After that victory, the Germans grew even more warlike. “France and Britain are finished!” they crowed. “It’s our turn to have an empire!”
And the countries of Europe got ready for war.
The British didn’t need to become involved, for they had an empire of their own, and didn’t much care what happened in the rest of Europe. But when Germany started building a navy to rival their Royal Navy, they were furious.
“No one challenges us at sea!” they said.
The Royal Navy had ruled the oceans ever since the Battle of Trafalgar, and British ships could sail into any harbour in the world. “Rule, Britannia!” their sailors sang. “Britannia rules the waves!”
By this time, battleships were nothing like Nelson’s sailing ships. They were made of steel, driven by huge steam engines, and instead of rows of cannon had guns that could blow up enemy ships fifteen miles away. When he saw the German navy growing, the head of the Royal Navy, Jacky Fisher, designed a new battleship called HMS Dreadnought, which was faster and more powerful than any other afloat. Then the Germans started building Dreadnoughts of their own, and a race began to see who could
build ships fastest.
The other countries watched Germany and Britain arguing like two children in the playground who everyone knows are going to have a fight. France and Russia took Britain’s side; Austria took Germany’s.
“It’s time the British were cut down to size!” growled the Germans.
“It’s time the Germans were taught a lesson!” spluttered the British.
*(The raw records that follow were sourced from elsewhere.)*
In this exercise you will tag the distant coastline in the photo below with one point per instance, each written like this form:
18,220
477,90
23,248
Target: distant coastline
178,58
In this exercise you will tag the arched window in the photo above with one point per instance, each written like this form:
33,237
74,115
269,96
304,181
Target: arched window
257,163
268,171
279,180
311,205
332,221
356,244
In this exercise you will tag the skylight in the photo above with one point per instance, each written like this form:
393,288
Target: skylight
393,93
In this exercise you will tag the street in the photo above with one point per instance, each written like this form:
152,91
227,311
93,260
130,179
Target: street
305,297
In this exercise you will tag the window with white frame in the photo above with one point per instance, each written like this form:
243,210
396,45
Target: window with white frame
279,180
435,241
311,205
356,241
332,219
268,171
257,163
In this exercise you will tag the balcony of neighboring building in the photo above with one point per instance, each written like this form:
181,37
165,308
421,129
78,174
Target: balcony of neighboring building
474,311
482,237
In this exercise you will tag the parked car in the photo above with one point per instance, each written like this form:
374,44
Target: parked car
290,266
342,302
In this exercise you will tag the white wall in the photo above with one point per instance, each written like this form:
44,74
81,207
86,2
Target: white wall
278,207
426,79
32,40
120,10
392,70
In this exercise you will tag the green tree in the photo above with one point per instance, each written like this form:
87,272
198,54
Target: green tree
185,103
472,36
Often the quarrel that starts a fight doesn’t itself seem very important. It was like that in 1914. That summer, in the town of Sarajevo, in Serbia, a terrorist shot the heir to the Austrian throne. The Austrians blamed the Serbs, the Serbs asked Russia for help, and Russia called on Britain and France. One shot by a terrorist was enough to start the whole of Europe fighting.
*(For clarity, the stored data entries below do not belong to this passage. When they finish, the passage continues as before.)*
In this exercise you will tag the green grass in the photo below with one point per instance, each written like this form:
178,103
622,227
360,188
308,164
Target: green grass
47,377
“War!” shouted newspaper sellers in London, Dublin, Cardiff and Edinburgh.
“War!” they shouted in Berlin, the German capital.
To start with, many actually welcomed the idea of a war. “Hurrah!” they yelled, and hurried to join their armies.
Only a few understood that this war would be more terrible than any before, that it would last for years, and that after it nothing would ever be the same again. One of them was the British foreign minister, Edward Grey.
“The lamps are going out all over Europe,” he sighed as the soldiers marched off to France. “We shall not see them lit again in our lifetime.”
The Great War
GERMAN soldiers marched west to invade France and east to invade Russia. German guns bellowed, and little towns shook as shells crashed onto their roofs.
Britain sent its army to help the French, and fought a battle against the Germans near the town of Ypres. They stopped the Germans advancing, but couldn’t drive them back. The Germans marched north to get round them, so the British headed north as well, until both armies reached the sea. Then the Germans tried attacking in the south, but the French army was waiting to stop them. For hundreds of miles, from the North Sea to the Alps, huge armies faced each other. Neither could win, so they stayed where they were and began digging fortifications.